Glow-in-the-Dark Paint Over Exit
I painted glow-in-the-dark stripes around the rooms of the butcher shop and over the exit doors. During the day light hours these exit signs are nearly invisible but at night with the lights off the glow is bright enough to navigate by and clearly points out the path towards the outdoors. It is a simple non-electric solution that runs without batteries, utility power or replacement parts. The glow powder I used will never wear out like a light bulb or LED but will just keep glowing for centuries to come, recharged by each day’s light coming in the front door and our work lights.
Speaking of lights, today I finished putting in the last of the lights in the first section of the butcher shop where we’ll be opening to cut meat soon. There are recessed round lights in the bathroom, office and initial cutting room (iCutter) plus four very bright sets of double tube lights in iCutter to give us excellent lighting while we work.
Since the iCutter room will get sprayed down for sanitization before and after each work day the lights and electronics like switches and outlets are all waterproof. I got three different types of light fixtures. The one I like best is PrimeLights vapor and water proof unit into which I put water proof LED bulbs.

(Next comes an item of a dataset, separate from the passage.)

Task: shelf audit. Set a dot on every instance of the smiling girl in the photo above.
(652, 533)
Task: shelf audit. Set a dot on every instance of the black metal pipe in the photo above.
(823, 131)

Almost all of the lights are LED in the butcher shop, just like in our cottage. There is one exception. A light that is not a light for lighting. In the inspector’s office I put a radiant heat lamp in the ceiling on a timer so that if the inspector is cold they can press a button to get 5, 10, 30 or 60 minutes of heat on their head and shoulders when doing paperwork at the desk. When visiting the head of the meat inspection division had mentioned that the inspector may need a heater in the office to be comfortable.
I designed our building to naturally run cool year round. Currently the inspector’s office is 41°F – about the same as the inside of most home refrigerators. I expect that will go up a little once equipment is running in the office† and giving off a little heat. This is a temperature we’re comfortable at as we’re active and working but someone sitting at a desk doing paperwork might get chilly. Thus the optional radiant heat lamp overhead.
The last two electrical things I need to wire in iCutter are the switch for the ventilation fan that should arrive today and the light for the Aqua. Yesterday Ben helped me pull the wires with the magic mouse. Then I’ll be wiring up the lower mech room, laundry and water heaters – the last electrical things on my diminishing list of things to do before we open the butcher shop.
Outdoors: 4°F/-10°F 6″ Snow, Overcast
Tiny Cottage: 65°F/59°F
Daily Spark: The ground hog did not see his shadow.
†In addition to the inspector’s desk the office also contains the Fricon super chiller fridge, the So-low super freezer that drops meat to -121°F and the phase converter for transforming utility split phase power into 3Ø power for bigger machines like our scalder grinder, bandsaw and future emulsifier. There is also a heat exchanger built into the floor of the office and bathroom where we can dump excess heat from our mechanical refrigeration should we need to do so. Each generates a little heat which will warm the inspector’s office putting the heat where it is needed and appreciated most. The rest of the building will thus stay that much cooler.